Today’s tech-fueled dogma is that technology has made G-d obsolete.

 

How Technology Enables Our Perception of Hashem

 

But if Hashem enabled technology to emerge into His world, why would He allow it, knowing full well that it would cause so much confusion?

 

This is what the Chofetz Chaim addresses as the real reason for technology:

 

Technology is an aid to enable us to know G-d. The Torah tells us that our every action is seen, heard, and recorded in our account. We must be vigilant to perform Hashem’s mitzvot and not sin, because He is watching us at every moment.

 

But we don’t really experience this until after we die. By then, we no longer have free will, and this knowledge is of no use.

 

That is the purpose of technology – to whisper in our ear these truths – all the time.

 

When “a man of science” asks how can G-d hear what I say if He is in heaven and I am on earth? The telephone answers him. A man can speak into a box, and thousands of miles away someone else can hear him as if he is in the same room. If man can create such a device, for sure Hashem can.

 

When a “modern cosmopolitan” wants to know how Hashem can see everything, he just has to see a video. In this screen are the live movements of someone else on the other end of the earth. Surely then, Hashem can see what we are doing any time of the day.

 

The ability of man to put millions of cameras the size of a pin head anywhere, even inside our bodies, reinforces the truth that Hashem sees everything we do – even what we do in private.

 

When a philosopher wants to know how anything can be recorded without a pen and a pencil, or a paintbrush, we simply show him a motion picture of something that happened days, months, even years prior.

 

The fact that every Smartphone, computer, and even nonrelated devices have cameras to record both video and audio at every moment make it very clear that Hashem can record everything He sees, everything He hears, into a life story of our deeds and make an accounting of every step.
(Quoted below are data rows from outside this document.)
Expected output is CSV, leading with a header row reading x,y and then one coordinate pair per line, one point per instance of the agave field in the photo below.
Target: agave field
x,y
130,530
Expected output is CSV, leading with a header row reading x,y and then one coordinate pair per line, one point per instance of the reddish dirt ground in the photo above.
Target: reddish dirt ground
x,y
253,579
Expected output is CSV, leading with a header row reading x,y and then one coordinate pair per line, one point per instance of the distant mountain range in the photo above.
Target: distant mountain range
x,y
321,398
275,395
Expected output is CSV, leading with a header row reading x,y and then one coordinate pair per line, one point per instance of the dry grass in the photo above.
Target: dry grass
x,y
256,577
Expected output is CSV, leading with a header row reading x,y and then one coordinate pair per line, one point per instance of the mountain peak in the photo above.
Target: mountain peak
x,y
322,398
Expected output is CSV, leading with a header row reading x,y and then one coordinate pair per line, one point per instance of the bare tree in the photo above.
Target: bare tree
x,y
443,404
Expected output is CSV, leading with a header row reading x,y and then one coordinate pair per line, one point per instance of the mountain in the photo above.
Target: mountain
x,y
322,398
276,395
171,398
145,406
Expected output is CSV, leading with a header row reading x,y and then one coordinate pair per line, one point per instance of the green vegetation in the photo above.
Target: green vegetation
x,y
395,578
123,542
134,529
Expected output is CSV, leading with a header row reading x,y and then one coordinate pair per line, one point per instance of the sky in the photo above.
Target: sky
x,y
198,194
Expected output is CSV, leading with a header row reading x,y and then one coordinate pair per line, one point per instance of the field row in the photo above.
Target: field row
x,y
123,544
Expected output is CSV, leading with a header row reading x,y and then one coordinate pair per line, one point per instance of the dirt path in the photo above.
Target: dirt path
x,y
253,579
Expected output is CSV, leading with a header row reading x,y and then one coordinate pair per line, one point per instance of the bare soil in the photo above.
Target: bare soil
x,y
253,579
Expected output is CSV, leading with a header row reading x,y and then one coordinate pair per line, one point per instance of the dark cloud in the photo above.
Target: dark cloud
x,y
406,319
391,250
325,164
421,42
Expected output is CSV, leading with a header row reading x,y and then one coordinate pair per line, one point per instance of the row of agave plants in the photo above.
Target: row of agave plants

And when we pass from this world and are judged on High, they will simply play our life as a video – and the judgment will be passed on its own.

 

What Technology Means for Us

 

Technology teaches us that life is an ongoing dialogue between Hashem, and us. Emuna teaches us that everything that happens to us is a message from the King of Kings, guiding us on what to do next, and what we need to fix in our past. We are commanded to thank Hashem for the good and the bad because it is all loving guidance from Him on how to stay on the right path, and to make sure our life account is always in good standing.

 

This is what the Chofetz Chaim teaches us about technology. It is a modern-day opportunity to understand Hashem and our task in His world.